Polisin ikinci kez keyfi engellemesini sloganlarla oturma eylemine geçersek protesto eden Mücadeleci Sendikaların kararlılığı sonucunda polis her sendikadan bir temsilcinin Hazine ve Maliye Bakanlığı önüne gitmesini kabul etti.

Maliye Bakanlığı önünde Mücadeleci Sendikalar adına konuşan DGD-SEN Genel Başkanı Neslihan Acar, iki buçuk aydır 'Geçinemiyoruz' diyen herkesin sesi olmaya çalıştık. İşçileri, emekçileri, geçinemeyen herkesi birlikte mücadeleye çağırdıklarını belirterek "Memleketin her yerinden işçi ve emekçilerin 'Geçinemiyoruz' çığlıklarını duymak ve birlikte bir dinamik oluşturmak istediklerini söyledi.

Ankara'ya geldiklerinde ise bu çalışmaların etkilerinin memleketin her yerine iletildiğini gördüklerini, sabahtan itibaren topladıkları imzaları vermek ve taleplerini iletmek için Çalışma Bakanlığı önünde saatlerdir bekletildiklerini söyleyen Acar, "Milyonlarca işçinin, emekçinin, geçinemeyenin sesini duyurmak istedikleri ve eyleme bile gerek olmadan görüşmesi gereken Çalışma Bakanlığı sendikalarla görüşmekten kaçınıyor.

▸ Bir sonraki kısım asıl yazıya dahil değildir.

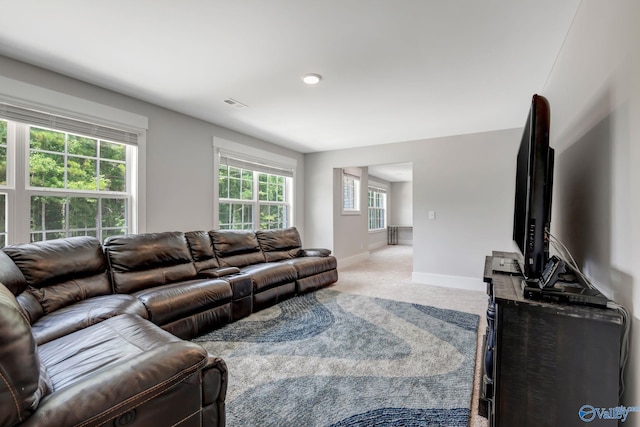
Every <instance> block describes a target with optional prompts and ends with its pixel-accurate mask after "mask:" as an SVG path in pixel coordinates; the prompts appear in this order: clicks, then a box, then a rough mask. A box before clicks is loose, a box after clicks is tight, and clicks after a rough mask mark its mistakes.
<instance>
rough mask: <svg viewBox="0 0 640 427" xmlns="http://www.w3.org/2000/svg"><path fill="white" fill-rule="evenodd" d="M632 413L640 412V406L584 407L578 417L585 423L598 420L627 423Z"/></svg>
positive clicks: (591, 406)
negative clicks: (629, 413) (601, 407)
mask: <svg viewBox="0 0 640 427" xmlns="http://www.w3.org/2000/svg"><path fill="white" fill-rule="evenodd" d="M630 412H640V406H630V407H626V406H616V407H614V408H596V407H593V406H592V405H582V406H581V407H580V410H579V411H578V416H579V417H580V419H581V420H582V421H584V422H585V423H590V422H591V421H593V420H595V419H596V418H598V419H600V420H620V421H621V422H625V421H626V420H627V417H628V416H629V413H630Z"/></svg>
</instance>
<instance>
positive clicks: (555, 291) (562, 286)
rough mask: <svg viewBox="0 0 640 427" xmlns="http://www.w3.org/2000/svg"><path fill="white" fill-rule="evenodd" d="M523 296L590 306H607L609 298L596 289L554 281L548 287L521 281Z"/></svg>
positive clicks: (525, 296)
mask: <svg viewBox="0 0 640 427" xmlns="http://www.w3.org/2000/svg"><path fill="white" fill-rule="evenodd" d="M522 292H523V293H524V297H525V298H528V299H532V300H538V301H546V302H553V303H556V304H568V305H584V306H590V307H598V308H607V303H608V302H609V299H608V298H607V297H605V296H604V295H602V294H601V293H600V292H599V291H598V290H596V289H592V288H589V287H584V286H580V285H578V286H576V284H562V283H556V285H555V286H553V287H550V288H542V289H540V287H538V286H528V285H527V283H526V282H525V281H524V280H523V281H522Z"/></svg>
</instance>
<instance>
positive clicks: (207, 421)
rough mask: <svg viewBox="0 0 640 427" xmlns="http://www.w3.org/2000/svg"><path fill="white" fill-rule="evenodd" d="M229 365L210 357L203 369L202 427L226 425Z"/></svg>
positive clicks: (214, 357) (216, 358) (202, 373)
mask: <svg viewBox="0 0 640 427" xmlns="http://www.w3.org/2000/svg"><path fill="white" fill-rule="evenodd" d="M226 397H227V365H226V364H225V363H224V360H222V359H221V358H219V357H215V356H212V355H209V358H208V360H207V365H206V366H205V367H204V369H202V425H203V427H208V426H224V425H225V424H226V410H225V399H226Z"/></svg>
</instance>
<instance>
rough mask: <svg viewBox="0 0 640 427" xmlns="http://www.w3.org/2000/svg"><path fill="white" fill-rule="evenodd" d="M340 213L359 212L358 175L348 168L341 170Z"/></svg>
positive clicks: (347, 214) (359, 211)
mask: <svg viewBox="0 0 640 427" xmlns="http://www.w3.org/2000/svg"><path fill="white" fill-rule="evenodd" d="M342 213H343V214H347V215H348V214H359V213H360V176H359V175H357V174H356V173H353V172H351V171H350V170H348V169H343V170H342Z"/></svg>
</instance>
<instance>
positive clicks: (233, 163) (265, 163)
mask: <svg viewBox="0 0 640 427" xmlns="http://www.w3.org/2000/svg"><path fill="white" fill-rule="evenodd" d="M220 164H221V165H226V166H233V167H236V168H242V169H247V170H252V171H256V172H262V173H269V174H273V175H280V176H285V177H287V178H293V168H290V167H287V166H282V165H276V164H272V163H266V162H264V161H260V160H258V159H254V158H251V157H242V158H241V156H238V155H232V154H229V153H225V152H222V151H221V152H220Z"/></svg>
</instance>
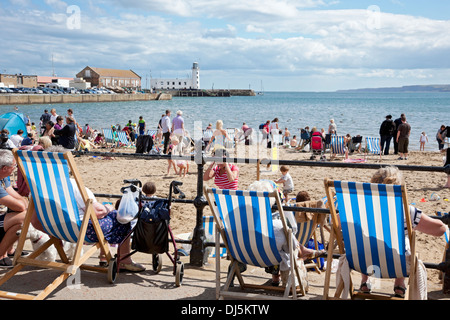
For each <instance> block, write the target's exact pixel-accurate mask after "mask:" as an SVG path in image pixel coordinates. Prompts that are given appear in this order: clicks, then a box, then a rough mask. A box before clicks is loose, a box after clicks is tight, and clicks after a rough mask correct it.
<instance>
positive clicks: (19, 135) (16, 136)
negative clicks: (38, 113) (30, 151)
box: [10, 129, 23, 148]
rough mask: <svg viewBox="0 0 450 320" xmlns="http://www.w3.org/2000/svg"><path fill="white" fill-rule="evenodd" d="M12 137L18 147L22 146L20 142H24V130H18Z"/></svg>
mask: <svg viewBox="0 0 450 320" xmlns="http://www.w3.org/2000/svg"><path fill="white" fill-rule="evenodd" d="M10 139H11V141H12V142H13V143H14V145H15V146H16V148H20V144H21V143H22V140H23V130H21V129H19V130H17V133H16V134H13V135H12V136H11V138H10Z"/></svg>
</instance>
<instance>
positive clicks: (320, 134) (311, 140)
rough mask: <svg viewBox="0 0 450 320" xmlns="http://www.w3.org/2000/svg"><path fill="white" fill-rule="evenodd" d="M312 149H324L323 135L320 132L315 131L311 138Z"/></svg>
mask: <svg viewBox="0 0 450 320" xmlns="http://www.w3.org/2000/svg"><path fill="white" fill-rule="evenodd" d="M311 149H312V150H322V135H321V134H320V132H314V133H313V135H312V138H311Z"/></svg>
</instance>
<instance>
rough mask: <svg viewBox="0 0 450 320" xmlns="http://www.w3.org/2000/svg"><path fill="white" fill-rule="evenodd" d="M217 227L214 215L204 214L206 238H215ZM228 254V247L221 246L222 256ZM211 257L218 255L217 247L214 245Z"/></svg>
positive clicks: (211, 252) (212, 249) (220, 248)
mask: <svg viewBox="0 0 450 320" xmlns="http://www.w3.org/2000/svg"><path fill="white" fill-rule="evenodd" d="M215 227H216V223H215V222H214V217H213V216H203V228H204V229H205V236H206V238H207V239H208V238H212V239H214V235H215V230H214V229H215ZM226 255H227V249H226V248H220V256H221V257H224V256H226ZM209 256H210V257H215V256H216V247H213V249H212V251H211V253H210V254H209Z"/></svg>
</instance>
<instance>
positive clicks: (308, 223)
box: [295, 200, 325, 274]
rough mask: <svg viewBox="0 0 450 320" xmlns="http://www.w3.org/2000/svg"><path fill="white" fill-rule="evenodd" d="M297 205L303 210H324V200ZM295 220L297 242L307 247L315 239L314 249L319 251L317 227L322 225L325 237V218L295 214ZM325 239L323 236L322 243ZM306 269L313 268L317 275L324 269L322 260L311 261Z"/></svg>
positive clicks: (303, 202)
mask: <svg viewBox="0 0 450 320" xmlns="http://www.w3.org/2000/svg"><path fill="white" fill-rule="evenodd" d="M295 205H296V206H297V207H302V208H322V206H323V201H322V200H316V201H313V200H311V201H303V202H296V203H295ZM295 220H296V221H297V229H298V233H297V240H298V242H299V243H300V244H301V245H303V246H305V247H306V246H307V244H308V242H309V240H310V239H313V241H314V248H315V250H318V249H319V245H318V242H317V227H318V226H319V225H320V228H321V229H322V230H321V231H322V235H323V223H324V222H325V216H324V215H323V214H321V213H312V212H298V211H297V212H295ZM324 240H325V239H324V237H323V236H322V241H324ZM323 245H324V246H325V243H324V244H323ZM305 267H306V268H313V269H314V271H316V272H317V273H319V274H320V273H321V272H320V268H321V267H322V266H321V264H320V259H316V262H314V261H311V262H310V263H305Z"/></svg>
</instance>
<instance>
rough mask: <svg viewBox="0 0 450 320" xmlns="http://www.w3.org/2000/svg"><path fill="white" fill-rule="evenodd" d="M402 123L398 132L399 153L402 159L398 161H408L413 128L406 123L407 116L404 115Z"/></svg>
mask: <svg viewBox="0 0 450 320" xmlns="http://www.w3.org/2000/svg"><path fill="white" fill-rule="evenodd" d="M401 120H402V123H401V124H400V126H399V127H398V131H397V143H398V152H399V153H400V157H399V158H398V160H408V145H409V135H410V134H411V126H410V125H409V123H408V122H406V116H405V115H402V117H401Z"/></svg>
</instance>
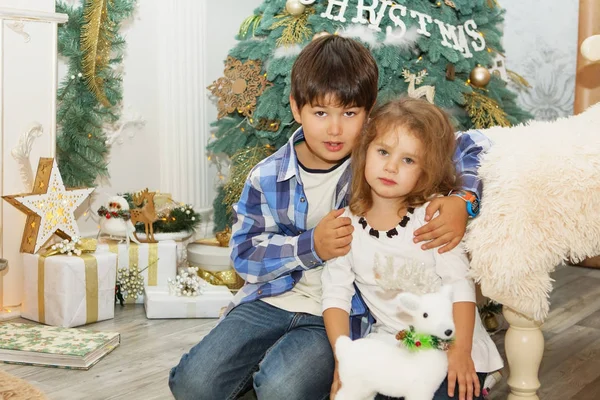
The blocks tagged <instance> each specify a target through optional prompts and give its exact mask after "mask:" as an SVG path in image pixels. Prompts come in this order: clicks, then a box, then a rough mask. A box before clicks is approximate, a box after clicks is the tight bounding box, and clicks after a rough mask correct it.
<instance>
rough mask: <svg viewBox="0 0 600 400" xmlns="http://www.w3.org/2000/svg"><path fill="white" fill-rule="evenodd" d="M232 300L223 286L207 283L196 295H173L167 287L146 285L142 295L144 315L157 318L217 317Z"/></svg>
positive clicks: (229, 294)
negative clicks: (197, 294)
mask: <svg viewBox="0 0 600 400" xmlns="http://www.w3.org/2000/svg"><path fill="white" fill-rule="evenodd" d="M231 300H233V295H232V294H231V292H230V291H229V290H228V289H227V288H226V287H225V286H214V285H207V286H205V287H204V292H203V293H202V294H200V295H198V296H190V297H188V296H175V295H172V294H169V288H168V287H147V288H146V293H145V295H144V307H145V308H146V317H147V318H149V319H157V318H219V317H220V316H221V313H222V311H223V310H224V308H225V307H227V306H228V305H229V303H230V302H231Z"/></svg>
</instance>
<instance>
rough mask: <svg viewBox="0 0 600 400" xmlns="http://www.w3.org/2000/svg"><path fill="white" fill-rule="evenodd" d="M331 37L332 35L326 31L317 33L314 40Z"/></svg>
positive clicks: (318, 32) (315, 33) (315, 34)
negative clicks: (327, 36) (329, 35)
mask: <svg viewBox="0 0 600 400" xmlns="http://www.w3.org/2000/svg"><path fill="white" fill-rule="evenodd" d="M329 35H331V33H329V32H325V31H323V32H318V33H315V35H314V36H313V40H315V39H318V38H320V37H323V36H329Z"/></svg>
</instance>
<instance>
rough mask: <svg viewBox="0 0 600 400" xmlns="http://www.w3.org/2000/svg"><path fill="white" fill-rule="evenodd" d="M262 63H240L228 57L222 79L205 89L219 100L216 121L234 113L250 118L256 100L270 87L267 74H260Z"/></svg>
mask: <svg viewBox="0 0 600 400" xmlns="http://www.w3.org/2000/svg"><path fill="white" fill-rule="evenodd" d="M261 69H262V63H261V62H260V61H258V60H247V61H246V62H243V63H242V62H241V61H240V60H238V59H237V58H234V57H231V56H228V57H227V61H226V63H225V72H224V75H225V76H224V77H221V78H219V79H217V80H216V81H214V82H213V83H212V85H210V86H209V87H208V88H207V89H209V90H210V91H211V93H212V94H213V95H215V96H217V97H218V98H219V102H218V104H217V108H218V110H219V115H218V117H217V118H218V119H221V118H223V117H224V116H226V115H227V114H231V113H232V112H234V111H236V110H237V112H239V113H240V114H242V115H244V116H246V117H251V116H252V114H253V113H254V111H255V110H256V99H257V98H258V97H259V96H260V95H262V94H263V93H264V91H265V89H266V88H267V87H269V86H271V85H272V83H271V82H269V81H267V77H266V75H267V74H262V73H261Z"/></svg>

Bunun bir ayağı Çalışma Bakanlığı ise bir ayağı da Şimşek Programı dedikleri tasarruf tedbirleri açıklayan, her gün emekçileri vergi yüküyle inleten, ümüğümüze basan Maliye Bakanlığıdır. Biz yıllardır işçilerin emekçilerin tepesinde sallanan kılıcın farkındayız" dedi.

Bu dönemin diğer dönemlerden farklı özellikleri bulunduğunu, açıklanan orta vadeli planla işçi ve emekçilerin yarattığı bütün değerlerin bir avuç holdinge aktığını belirten Acar "Canımız, kanımız, çocuklarımızın emeği bir avuç kan emici asalak sürüsü holdinglere akıyor. Bize her gün vergi üstüne vergi bildiriyorlar. 7 yaşındaki çocuğumuz da işçileşti, 80 yaşındaki anamız babamız da işçileşti" dedi.

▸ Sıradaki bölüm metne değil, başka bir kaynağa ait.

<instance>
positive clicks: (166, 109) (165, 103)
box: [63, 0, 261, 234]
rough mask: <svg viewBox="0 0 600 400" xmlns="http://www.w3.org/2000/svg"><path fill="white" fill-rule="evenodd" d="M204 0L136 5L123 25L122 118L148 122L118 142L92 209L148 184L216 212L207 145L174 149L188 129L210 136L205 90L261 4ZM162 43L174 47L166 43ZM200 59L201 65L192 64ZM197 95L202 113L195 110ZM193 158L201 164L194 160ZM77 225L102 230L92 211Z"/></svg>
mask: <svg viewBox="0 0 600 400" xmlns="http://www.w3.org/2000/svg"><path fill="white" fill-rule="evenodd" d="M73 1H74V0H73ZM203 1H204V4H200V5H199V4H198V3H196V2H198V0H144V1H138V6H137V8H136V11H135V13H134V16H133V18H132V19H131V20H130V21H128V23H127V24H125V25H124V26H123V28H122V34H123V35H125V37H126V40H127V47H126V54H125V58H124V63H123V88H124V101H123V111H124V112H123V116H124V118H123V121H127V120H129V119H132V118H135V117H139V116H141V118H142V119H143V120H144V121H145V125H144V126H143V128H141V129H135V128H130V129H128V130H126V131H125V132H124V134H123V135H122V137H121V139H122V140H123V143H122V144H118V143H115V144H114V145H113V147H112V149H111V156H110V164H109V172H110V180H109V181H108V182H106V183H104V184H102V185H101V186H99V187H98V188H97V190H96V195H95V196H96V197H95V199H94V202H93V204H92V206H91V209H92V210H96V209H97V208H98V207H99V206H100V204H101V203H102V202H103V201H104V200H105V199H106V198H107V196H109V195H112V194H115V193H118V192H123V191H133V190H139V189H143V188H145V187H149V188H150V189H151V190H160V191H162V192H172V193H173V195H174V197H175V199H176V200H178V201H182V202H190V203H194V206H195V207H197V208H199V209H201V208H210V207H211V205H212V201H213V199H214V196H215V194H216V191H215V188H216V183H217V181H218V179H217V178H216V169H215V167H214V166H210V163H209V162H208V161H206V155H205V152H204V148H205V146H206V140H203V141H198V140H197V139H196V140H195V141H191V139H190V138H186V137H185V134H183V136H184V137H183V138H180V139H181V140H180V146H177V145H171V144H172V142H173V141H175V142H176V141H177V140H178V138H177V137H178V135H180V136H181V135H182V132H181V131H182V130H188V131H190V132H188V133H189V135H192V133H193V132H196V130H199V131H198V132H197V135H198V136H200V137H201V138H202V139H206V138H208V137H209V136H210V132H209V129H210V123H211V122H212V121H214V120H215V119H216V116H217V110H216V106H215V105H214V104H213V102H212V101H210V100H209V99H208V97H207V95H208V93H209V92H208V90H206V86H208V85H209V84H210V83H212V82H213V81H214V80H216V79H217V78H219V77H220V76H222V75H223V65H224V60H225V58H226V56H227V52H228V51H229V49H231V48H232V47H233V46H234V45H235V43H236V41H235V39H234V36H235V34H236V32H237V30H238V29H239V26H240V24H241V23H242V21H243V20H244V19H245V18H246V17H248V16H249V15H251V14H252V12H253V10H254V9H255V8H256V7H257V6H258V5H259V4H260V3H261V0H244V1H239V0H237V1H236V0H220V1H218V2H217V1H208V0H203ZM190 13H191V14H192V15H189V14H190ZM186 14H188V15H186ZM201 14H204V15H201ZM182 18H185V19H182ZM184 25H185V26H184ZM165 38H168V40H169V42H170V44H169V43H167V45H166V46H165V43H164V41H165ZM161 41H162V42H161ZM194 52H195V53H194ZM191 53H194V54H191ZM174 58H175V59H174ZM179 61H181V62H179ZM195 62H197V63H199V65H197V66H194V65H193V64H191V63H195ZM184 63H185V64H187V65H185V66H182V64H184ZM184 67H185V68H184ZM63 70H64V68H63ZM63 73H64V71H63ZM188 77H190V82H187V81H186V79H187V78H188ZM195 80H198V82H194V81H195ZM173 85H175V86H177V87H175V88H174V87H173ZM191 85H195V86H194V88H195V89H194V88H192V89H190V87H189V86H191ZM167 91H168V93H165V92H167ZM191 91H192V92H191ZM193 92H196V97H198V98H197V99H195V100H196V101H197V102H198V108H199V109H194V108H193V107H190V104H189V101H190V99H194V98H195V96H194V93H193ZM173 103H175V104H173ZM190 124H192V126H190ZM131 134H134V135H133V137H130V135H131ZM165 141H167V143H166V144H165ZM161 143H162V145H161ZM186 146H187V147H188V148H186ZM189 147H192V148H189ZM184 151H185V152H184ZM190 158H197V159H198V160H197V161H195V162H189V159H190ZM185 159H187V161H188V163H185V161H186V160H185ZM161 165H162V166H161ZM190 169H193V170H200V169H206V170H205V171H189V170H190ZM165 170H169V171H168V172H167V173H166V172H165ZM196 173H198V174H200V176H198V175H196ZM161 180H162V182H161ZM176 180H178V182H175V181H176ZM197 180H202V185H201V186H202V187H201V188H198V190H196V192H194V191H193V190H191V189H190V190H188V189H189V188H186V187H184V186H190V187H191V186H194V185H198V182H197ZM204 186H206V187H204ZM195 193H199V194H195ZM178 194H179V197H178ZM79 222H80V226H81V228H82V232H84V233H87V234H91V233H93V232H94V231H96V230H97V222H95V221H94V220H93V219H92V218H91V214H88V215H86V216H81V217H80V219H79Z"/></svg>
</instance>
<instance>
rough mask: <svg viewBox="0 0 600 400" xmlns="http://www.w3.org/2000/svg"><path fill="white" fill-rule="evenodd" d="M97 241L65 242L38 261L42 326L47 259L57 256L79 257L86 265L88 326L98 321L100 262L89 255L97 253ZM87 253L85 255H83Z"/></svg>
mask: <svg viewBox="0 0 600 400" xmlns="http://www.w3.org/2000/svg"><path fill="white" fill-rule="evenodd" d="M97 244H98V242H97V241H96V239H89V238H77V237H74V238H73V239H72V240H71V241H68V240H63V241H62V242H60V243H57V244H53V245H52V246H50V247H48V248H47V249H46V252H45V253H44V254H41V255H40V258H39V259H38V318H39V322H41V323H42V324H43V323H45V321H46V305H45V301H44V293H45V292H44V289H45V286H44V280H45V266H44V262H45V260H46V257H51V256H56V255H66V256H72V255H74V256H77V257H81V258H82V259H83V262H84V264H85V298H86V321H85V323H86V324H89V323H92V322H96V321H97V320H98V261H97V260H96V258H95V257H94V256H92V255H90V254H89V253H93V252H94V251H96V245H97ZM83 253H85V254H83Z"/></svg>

Memleketin her köşesinde topraklarına çöken şirketlere karşı direnişler örgütlendiğini belirten Acar, şu an yan yana gelemeseler de memleketin her yerinden 'Geçinemiyoruz' çığlıklarının yükseldiğini ve Ankara'nın sokaklarında ve bakanlıklarda bunun uğultusunu en güçlü şekilde duyduğunu belirterek "O yüzden de sendikalarıyla, konfederasyonlarıyla, sermayesiyle bizi devletiyle yoksulları kuşatıyorlar önümüze barikatlar örüyorlar. Ama işçi kardeşlerimiz bizler biliyoruz bunların barikatları camdandır. Ortak bir tekmemize bakar. Ortak bir tekmede tuzla buz olmak zorunda. Bu yüzdende işçiler açken patronlara huzur yüzü göstermeyeceğiz. Şimdi 8 sendikayız, ama yüz sendikaya da karşılarına dikileceğiz. Bugün sayıca az olabiliriz ama 2024 bitmeden bu Ankara sokakları yüzbinleri de görecek. Korkuları budur engelleme nedenleri budur. O yüzden yanyana gelmek mücadele etmek o sermayenin yanında hizalanan sendikalara karşı onuruyla, ilkesiyle, nerede bir işçi direnirse, nerede bir insan haksızlığa uğrarsa sağlam bir şekilde yanında duran sendikalarla mücadele etmek zorundayız. Ve mevzi burasıdır. İşçi ve emekçiler bu mevzide buluşacak ve birlikte dönüşeceğiz. Sendikalar kavga örgütüdür işçilerin burası kavga örgütüdür. Yanyana gelirsek, güçlerimizi birleştirirsek bütün barikatları aşabiliriz" dedi.

Maliye Bakanı'na seslenerek, işçilere her gün daha fazla vergi yükleyerek işçileri açlığa yoksulluğa, ölüme mahkum ettiklerini belirten Acar, "Orta vadeli planınıza karşı 81 ilde direnişi yeniden başlatıyoruz. Mevzimiz de burasıdır, stadımız da burasıdır. Bundan sonra bir direniş alanımız da Ankara'dır" dedi.

Mücadeleci Sendikalar. "Direne Direne Kazanacağız" sloganıyla ve mücadeleyi sürdüreceğini vurgulayarak açıklamayı sonlandırdı.